1970 Gibson L-4CNT

The tenor guitar was a clear anachronism by the 1960s, yet somehow it survived in the catalog pages of a couple of prominent guitar manufacturers. Gibson catalogued no less than three tenor guitar models through 1966 and continued to build them until 1971, while Martin continued to offer a single tenor model into the 1980s. Demand must have been quite low, judging by the number of surviving tenors from this period, but apparently it remained above zero.

Gibson’s standard tenor models in the 1960s included two flat-tops and an electric archtop, the ETG-150. Acoustic archtop tenors were built from 1934 to 1957 in the form of the TG-50, a mid-grade model that was accompanied in the late 1930s by the more expensive TG-7. Gibson was always willing to accept custom orders for tenor versions of other models – there’s even a few tenor solidbodies from the 1960s out there – but, naturally, they represent a very small proportion of the Gibson tenors built.
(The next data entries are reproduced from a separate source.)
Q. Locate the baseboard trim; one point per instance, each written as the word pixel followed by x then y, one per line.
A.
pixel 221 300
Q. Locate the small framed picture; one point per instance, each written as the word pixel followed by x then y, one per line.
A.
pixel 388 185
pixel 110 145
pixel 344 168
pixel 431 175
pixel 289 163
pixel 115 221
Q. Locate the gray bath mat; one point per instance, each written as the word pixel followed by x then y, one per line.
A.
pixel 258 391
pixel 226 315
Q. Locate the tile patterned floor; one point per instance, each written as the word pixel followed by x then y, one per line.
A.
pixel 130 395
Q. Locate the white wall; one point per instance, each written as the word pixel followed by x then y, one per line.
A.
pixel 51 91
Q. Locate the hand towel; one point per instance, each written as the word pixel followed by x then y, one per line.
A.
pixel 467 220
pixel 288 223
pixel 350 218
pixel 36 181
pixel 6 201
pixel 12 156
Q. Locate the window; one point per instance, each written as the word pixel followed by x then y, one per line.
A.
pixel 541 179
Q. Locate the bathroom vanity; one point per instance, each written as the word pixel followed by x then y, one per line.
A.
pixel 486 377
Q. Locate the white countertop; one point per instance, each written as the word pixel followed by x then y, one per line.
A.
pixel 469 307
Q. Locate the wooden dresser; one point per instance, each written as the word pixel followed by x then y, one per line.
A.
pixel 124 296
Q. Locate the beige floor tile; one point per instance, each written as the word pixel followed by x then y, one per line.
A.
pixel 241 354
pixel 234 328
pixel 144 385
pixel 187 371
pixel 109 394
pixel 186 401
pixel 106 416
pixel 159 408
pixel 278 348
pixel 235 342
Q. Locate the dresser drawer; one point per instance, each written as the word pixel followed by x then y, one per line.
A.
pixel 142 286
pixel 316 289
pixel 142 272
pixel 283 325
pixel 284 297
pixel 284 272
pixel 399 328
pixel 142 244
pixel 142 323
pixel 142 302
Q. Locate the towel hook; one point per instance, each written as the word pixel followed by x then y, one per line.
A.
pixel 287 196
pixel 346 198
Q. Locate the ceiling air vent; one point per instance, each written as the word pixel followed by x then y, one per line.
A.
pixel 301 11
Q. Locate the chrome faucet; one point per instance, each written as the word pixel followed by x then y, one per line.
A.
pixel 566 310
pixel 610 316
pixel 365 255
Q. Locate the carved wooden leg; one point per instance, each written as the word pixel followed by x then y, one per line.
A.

This guitar is therefore particularly unusual, not only as a custom order but also for its age. Gibson built the L-4C from 1949 to 1971, continuing to offer the cutaway version long after the non-cutaway L-4 was discontinued in 1956. It was the company’s most expensive 16” acoustic archtop, more ornate than the L-50 and L-48 but smaller than the 17”-wide L-7, L-12 and L-5. A natural finish was offered from the beginning on the L-4C, though it cost more than a sunburst. Like all of Gibson’s mid-grade archtops, the L-4C was produced in diminishing numbers throughout the 1960s as players turned more and more to electric instruments.

Starting in 1948, Gibson offered an integral pickguard with floating pickup. This could be fitted to archtop models at the factory (sometimes as a standard feature, as on the L-7E) or sold separately to electrify an existing acoustic guitar. Described in catalogs as simply a “guardplate-pickup”, it has since become associated with the man who designed it: Gibson president Ted McCarty. The “McCarty” pickguard was offered with every combination of nickel and gold hardware, single or double pickups, and shaped for a cutaway or non-cutaway guitar. It contained integral tone and volume controls as well. The entire unit was suspended above the guitar’s top, leaving the acoustic tone more or less unchanged, though the magnetic pickups did require the use of nickel or similarly magnetic strings. Several other manufacturers built floating pickups – particularly DeArmond – and several built similar pickguards with integrated floating pickups – such as Epiphone – but the “McCarty” unit remains one of the best known and appreciated.

This guitar has a number of features that must have been custom-ordered, not least of which is the tenor neck. The existence of a 4-pole “McCarty” pickup doesn’t surprise me, but it’s rare enough that I cannot find a single picture of another one. The tailpiece is quite different from that found on a standard L-4C: it uses a simpler trapeze (probably taken from an ETG-150) but incorporates a rosewood and pearloid badge modified from the Trini Lopez and Barney Kessel models. There is also the engraved truss rod cover; I’m not sure who Sister Kate is, but I like to think the instrument was christened after an old jazz standard. The guitar appears to be entirely original and in very clean condition, with just minor signs of play wear.